Until 1840 it was part of the municipality of Niederhasli.

==Geography==
Niederglatt has an area of 3.6 km2. Of this area, 58.1% is used for agricultural purposes, while 6.4% is forested. Of the rest of the land, 30.8% is settled (buildings or roads) and the remainder (4.7%) is non-productive (rivers, glaciers or mountains).

The municipality is located on both banks of the Glatt river. It includes the villages of Niederglatt and Nöschikon.

Aerial view (1964)

==Demographics==
Niederglatt has a population (as of ) of . As of 2007, 20.9% of the population was made up of foreign nationals. Over the last 10 years the population has grown at a rate of 26.1%. Most of the population (As of 2000) speaks German (87.9%), with Italian being second most common ( 4.7%) and Albanian being third ( 1.7%).

In the 2007 election the most popular party was the SVP which received 50% of the vote.
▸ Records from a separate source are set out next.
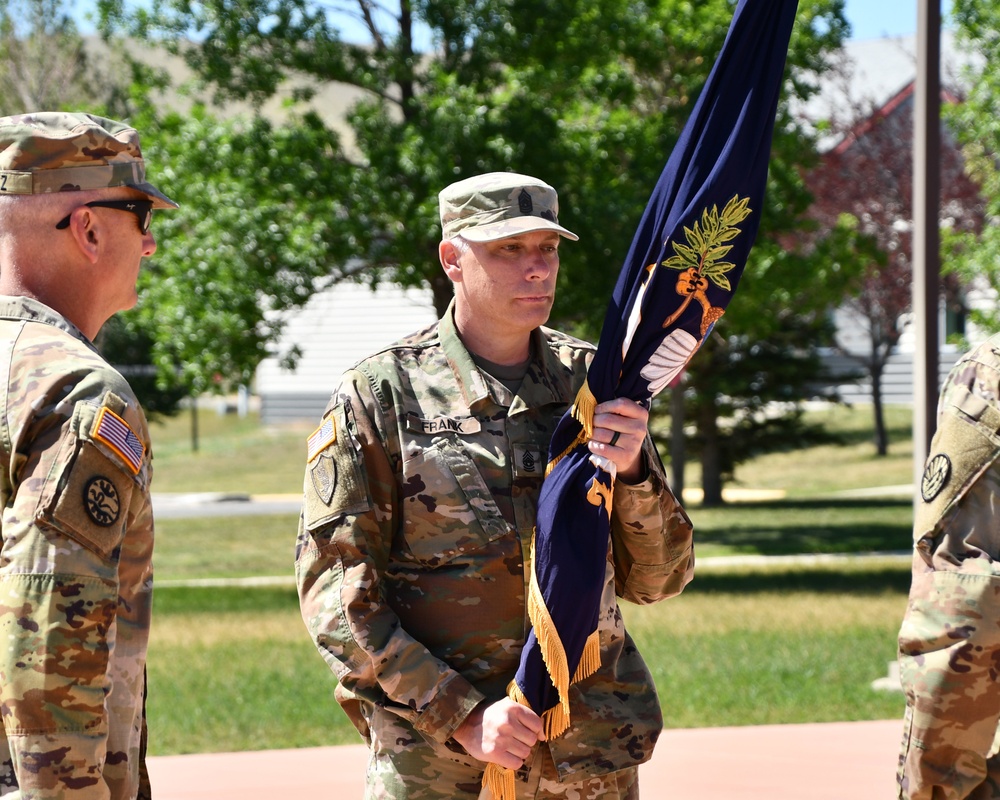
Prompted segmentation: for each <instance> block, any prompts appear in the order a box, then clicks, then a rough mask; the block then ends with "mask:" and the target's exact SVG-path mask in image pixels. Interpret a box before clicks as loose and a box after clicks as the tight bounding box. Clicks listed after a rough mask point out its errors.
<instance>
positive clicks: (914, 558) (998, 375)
mask: <svg viewBox="0 0 1000 800" xmlns="http://www.w3.org/2000/svg"><path fill="white" fill-rule="evenodd" d="M998 456H1000V335H997V336H994V337H993V338H991V339H989V340H988V341H987V342H985V343H984V344H982V345H980V346H979V347H978V348H976V349H975V350H974V351H973V352H972V353H970V354H968V355H967V356H965V357H964V358H963V359H962V360H961V361H959V363H958V364H957V365H956V366H955V367H954V368H953V369H952V371H951V374H950V375H949V377H948V380H947V381H946V383H945V386H944V388H943V390H942V392H941V400H940V404H939V406H938V429H937V433H936V434H935V436H934V440H933V442H932V444H931V450H930V456H929V458H928V460H927V465H926V468H925V471H924V474H923V479H922V481H921V486H920V491H921V502H920V503H919V507H918V508H917V511H916V521H915V527H914V538H915V541H916V552H915V555H914V562H913V581H912V585H911V589H910V600H909V604H908V606H907V611H906V616H905V618H904V620H903V625H902V628H901V630H900V634H899V657H900V673H901V677H902V682H903V687H904V689H905V691H906V701H907V705H906V718H905V727H904V736H903V748H902V752H901V754H900V767H899V782H900V793H899V797H901V798H907V800H958V798H975V799H976V800H986V798H1000V756H998V755H997V750H998V744H1000V741H998V722H1000V686H998V679H1000V524H998V520H1000V512H998V509H997V503H998V502H1000V462H998Z"/></svg>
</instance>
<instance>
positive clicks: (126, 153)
mask: <svg viewBox="0 0 1000 800" xmlns="http://www.w3.org/2000/svg"><path fill="white" fill-rule="evenodd" d="M116 186H131V187H132V188H134V189H138V190H139V191H140V192H142V193H143V194H146V195H148V196H149V198H150V199H151V200H152V201H153V208H177V203H175V202H174V201H173V200H171V199H170V198H169V197H167V196H166V195H165V194H163V193H162V192H161V191H160V190H159V189H157V188H156V187H155V186H153V185H152V184H150V183H147V182H146V165H145V163H144V162H143V160H142V151H141V150H140V149H139V134H138V133H136V130H135V128H132V127H130V126H129V125H126V124H124V123H122V122H115V121H114V120H111V119H105V118H103V117H95V116H93V115H91V114H78V113H69V112H63V111H40V112H37V113H32V114H17V115H15V116H10V117H0V194H2V193H7V194H46V193H48V192H79V191H86V190H90V189H109V188H113V187H116Z"/></svg>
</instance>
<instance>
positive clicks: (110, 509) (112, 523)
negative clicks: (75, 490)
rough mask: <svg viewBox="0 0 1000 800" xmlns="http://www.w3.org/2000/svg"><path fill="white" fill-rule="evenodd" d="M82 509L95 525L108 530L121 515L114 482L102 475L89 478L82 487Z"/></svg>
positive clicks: (120, 501) (120, 504)
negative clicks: (85, 483) (82, 498)
mask: <svg viewBox="0 0 1000 800" xmlns="http://www.w3.org/2000/svg"><path fill="white" fill-rule="evenodd" d="M83 507H84V508H85V509H86V510H87V516H88V517H90V519H91V520H92V521H93V522H94V524H95V525H100V526H101V527H102V528H110V527H111V526H112V525H114V524H115V523H116V522H117V521H118V518H119V517H120V516H121V513H122V506H121V497H120V495H119V494H118V490H117V489H116V488H115V484H114V482H113V481H112V480H111V479H110V478H106V477H105V476H103V475H96V476H94V477H93V478H91V479H90V480H89V481H87V483H86V484H85V485H84V487H83Z"/></svg>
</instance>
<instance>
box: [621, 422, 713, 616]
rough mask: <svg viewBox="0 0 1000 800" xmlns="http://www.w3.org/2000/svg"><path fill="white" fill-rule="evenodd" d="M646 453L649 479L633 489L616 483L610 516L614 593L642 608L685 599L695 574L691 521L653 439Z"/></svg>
mask: <svg viewBox="0 0 1000 800" xmlns="http://www.w3.org/2000/svg"><path fill="white" fill-rule="evenodd" d="M644 452H645V458H646V462H647V464H648V466H649V474H648V475H647V477H646V479H645V480H644V481H642V482H641V483H638V484H634V485H630V484H626V483H624V482H623V481H616V482H615V494H614V502H613V504H612V516H611V541H612V554H613V558H614V565H615V590H616V592H617V594H618V596H619V597H621V598H623V599H625V600H629V601H631V602H633V603H639V604H646V603H655V602H657V601H659V600H664V599H666V598H668V597H673V596H674V595H677V594H680V592H681V591H682V590H683V589H684V587H685V586H686V585H687V584H688V582H690V580H691V578H692V577H693V574H694V546H693V543H692V532H693V530H692V526H691V520H690V519H689V518H688V516H687V514H686V513H685V511H684V509H683V508H682V507H681V505H680V503H679V502H678V501H677V498H676V497H674V495H673V493H672V492H671V491H670V488H669V487H668V485H667V478H666V474H665V473H664V470H663V464H662V462H661V461H660V458H659V455H658V454H657V453H656V447H655V445H654V444H653V441H652V439H651V438H649V437H647V438H646V442H645V445H644Z"/></svg>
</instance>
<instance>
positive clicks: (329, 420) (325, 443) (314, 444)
mask: <svg viewBox="0 0 1000 800" xmlns="http://www.w3.org/2000/svg"><path fill="white" fill-rule="evenodd" d="M335 441H337V424H336V423H335V422H334V421H333V414H331V415H330V416H328V417H327V418H326V419H325V420H323V424H322V425H320V426H319V427H318V428H317V429H316V430H314V431H313V432H312V433H311V434H310V435H309V438H308V439H307V440H306V448H307V454H306V463H307V464H311V463H312V462H313V461H314V460H315V459H316V456H318V455H319V454H320V453H322V452H323V451H324V450H326V448H327V447H329V446H330V445H331V444H333V443H334V442H335Z"/></svg>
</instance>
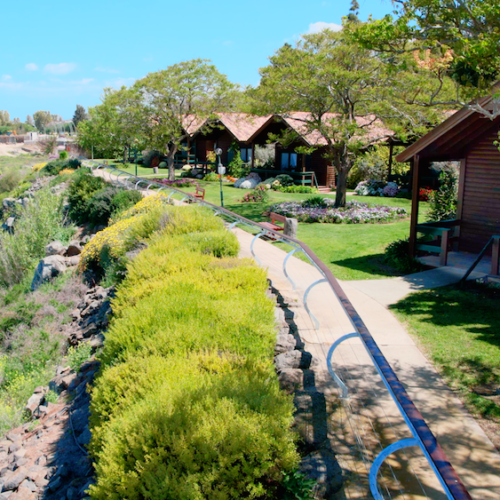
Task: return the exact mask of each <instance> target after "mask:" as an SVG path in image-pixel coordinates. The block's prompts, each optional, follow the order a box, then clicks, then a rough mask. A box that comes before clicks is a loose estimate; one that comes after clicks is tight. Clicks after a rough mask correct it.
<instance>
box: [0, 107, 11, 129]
mask: <svg viewBox="0 0 500 500" xmlns="http://www.w3.org/2000/svg"><path fill="white" fill-rule="evenodd" d="M9 123H10V115H9V112H8V111H4V110H0V125H8V124H9Z"/></svg>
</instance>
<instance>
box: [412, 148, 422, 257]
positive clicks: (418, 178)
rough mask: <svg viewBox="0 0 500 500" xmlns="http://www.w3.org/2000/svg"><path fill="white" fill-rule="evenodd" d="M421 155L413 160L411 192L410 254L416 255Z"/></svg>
mask: <svg viewBox="0 0 500 500" xmlns="http://www.w3.org/2000/svg"><path fill="white" fill-rule="evenodd" d="M419 163H420V157H419V155H415V156H414V157H413V161H412V172H413V179H412V193H411V219H410V256H412V257H414V256H415V250H416V243H417V224H418V201H419V200H418V194H419V193H418V188H419V182H418V181H419V170H420V165H419Z"/></svg>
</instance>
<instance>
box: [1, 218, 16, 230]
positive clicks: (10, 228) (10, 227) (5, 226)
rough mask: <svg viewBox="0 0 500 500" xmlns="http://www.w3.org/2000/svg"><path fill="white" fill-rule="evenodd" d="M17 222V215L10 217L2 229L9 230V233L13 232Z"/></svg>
mask: <svg viewBox="0 0 500 500" xmlns="http://www.w3.org/2000/svg"><path fill="white" fill-rule="evenodd" d="M15 222H16V218H15V217H9V218H8V219H7V220H6V221H5V222H4V223H3V224H2V229H3V230H4V231H7V232H8V233H13V232H14V224H15Z"/></svg>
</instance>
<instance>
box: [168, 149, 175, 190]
mask: <svg viewBox="0 0 500 500" xmlns="http://www.w3.org/2000/svg"><path fill="white" fill-rule="evenodd" d="M175 153H177V147H176V146H172V147H171V148H170V149H169V150H168V155H167V165H168V180H169V181H175V167H174V156H175Z"/></svg>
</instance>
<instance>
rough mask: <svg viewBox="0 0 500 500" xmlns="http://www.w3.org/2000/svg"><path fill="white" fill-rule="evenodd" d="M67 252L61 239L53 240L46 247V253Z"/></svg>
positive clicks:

The next three most popular parties were the SPS (12.5%), the FDP (10.8%) and the CVP (8.3%).

The age distribution of the population (As of 2000) is children and teenagers (0–19 years old) make up 23.3% of the population, while adults (20–64 years old) make up 65.1% and seniors (over 64 years old) make up 11.6%. In Niederglatt about 77.4% of the population (between age 25-64) have completed either non-mandatory upper secondary education or additional higher education (either university or a Fachhochschule).

Niederglatt has an unemployment rate of 2.58%. As of 2005, there were 62 people employed in the primary economic sector and about 16 businesses involved in this sector. 317 people are employed in the secondary sector and there are 31 businesses in this sector. 716 people are employed in the tertiary sector, with 107 businesses in this sector.

The historical population is given in the following table:

| year | population |
|---|---|
| 1467 | 9 Households |
| 1634 | 229 |
| 1850 | 580 |
| 1900 | 524 |
| 1950 | 872 |
| 1970 | 2,421 |
| 2000 | 3,737 |
| 2010 | 4,570 |
| 2020 | 4,937 |

== Transport ==
Niederglatt railway station is a stop of the Zürich S-Bahn on the line S9. Its train station is a 20 minute ride from Zürich Hauptbahnhof.